Tintri Analytics, for example, gathers data at a granular enough level from both compute and storage resources to uncover an application's historical usage patterns. The patterns can then be used to model capacity and performance requirements. Even if an organization is concerned primarily with storage planning, being able to correlate data across the entire application stack can provide a much more accurate picture of future storage needs.
Another example is InfoSight, which builds off its cloud-based predictive analytics capabilities to provide recommendations on how to prevent future issues, optimize resources and improve performance, taking into account I/O workload patterns and other variables that can impact performance. InfoSight continuously refines its machine learning models to provide more precise recommendations, incorporating multiple what-if scenarios into the modeling process.
Pure1 also uses its cloud-based predictive analytics capabilities to forecast capacity and performance requirements over time. Using data from over 100,000 workloads, Pure1 Meta generates analytical profiles of key performance characteristics, while continuously refining the profiles to provide customers with critical, up-to-date insights. For example, Pure1 can provide information into how workloads on a flash array will interact with each other, how capacity and performance requirements will grow over time and whether the array can accommodate additional workloads.

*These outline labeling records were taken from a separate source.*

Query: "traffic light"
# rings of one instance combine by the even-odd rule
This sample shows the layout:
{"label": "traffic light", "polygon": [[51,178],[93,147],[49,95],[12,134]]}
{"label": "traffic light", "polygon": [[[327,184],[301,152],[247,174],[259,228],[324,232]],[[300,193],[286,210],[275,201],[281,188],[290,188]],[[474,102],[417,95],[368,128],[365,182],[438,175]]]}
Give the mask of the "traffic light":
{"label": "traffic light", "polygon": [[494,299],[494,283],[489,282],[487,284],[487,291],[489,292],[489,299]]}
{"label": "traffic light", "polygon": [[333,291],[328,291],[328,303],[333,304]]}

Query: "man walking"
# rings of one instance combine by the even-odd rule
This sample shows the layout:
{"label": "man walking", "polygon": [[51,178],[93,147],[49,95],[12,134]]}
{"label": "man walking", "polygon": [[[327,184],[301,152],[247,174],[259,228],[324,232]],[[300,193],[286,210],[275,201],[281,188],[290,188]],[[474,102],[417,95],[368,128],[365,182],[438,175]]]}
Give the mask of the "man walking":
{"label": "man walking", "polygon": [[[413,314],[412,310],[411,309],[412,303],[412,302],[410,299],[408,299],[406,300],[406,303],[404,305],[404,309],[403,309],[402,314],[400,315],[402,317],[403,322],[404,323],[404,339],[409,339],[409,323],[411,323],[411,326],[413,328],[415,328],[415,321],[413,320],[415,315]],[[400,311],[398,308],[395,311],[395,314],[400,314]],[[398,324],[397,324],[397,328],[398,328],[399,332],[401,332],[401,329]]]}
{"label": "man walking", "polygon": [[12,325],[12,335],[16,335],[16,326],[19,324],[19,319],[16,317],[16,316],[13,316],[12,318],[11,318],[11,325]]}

A cloud-based predictive analytics tool can help lower administrative overhead by reducing the amount of time IT teams have to spend troubleshooting issues and coming up with their resolutions. Customers also spend less time calling the support desk because issues are addressed proactively, which also reduces the need for support personnel. All these factors can lead to greater savings, on top of the savings realized by managing systems more efficiently.
According to HPE, for example, customers that utilize InfoSight for their Nimble Storage arrays are benefiting in a number of ways:
- 79% lower storage operational expenses;
- 85% less time spent resolving storage-related troubleshooting;
- 100% of issues going directly to level 3 support engineers, bypassing both levels 1 and 2; and
- 69% faster resolution times spent on level 3 support tickets.
Although these statistics are being reported by HPE, they're consistent with industry-held beliefs that an effective performance analytics tool can help reduce overhead in numerous ways and consequently reduce operational expenses.
Predictive analytics and smarter storage
Applying predictive analytics to storage is still a relatively new phenomenon, but the technology is quickly gaining ground. The techniques used to analyze data and forecast trends are only likely to improve as predictive analytics continues to be adopted.
The ultimate goal, however, is not merely to deliver more accurate and precise analytics, but to implement self-healing infrastructures that autonomously identify and resolve issues with minimal intervention. Predictive analytics, in conjunction with machine learning and other advanced analytical techniques, promises to revolutionize enterprise storage almost as much as the flash arrays.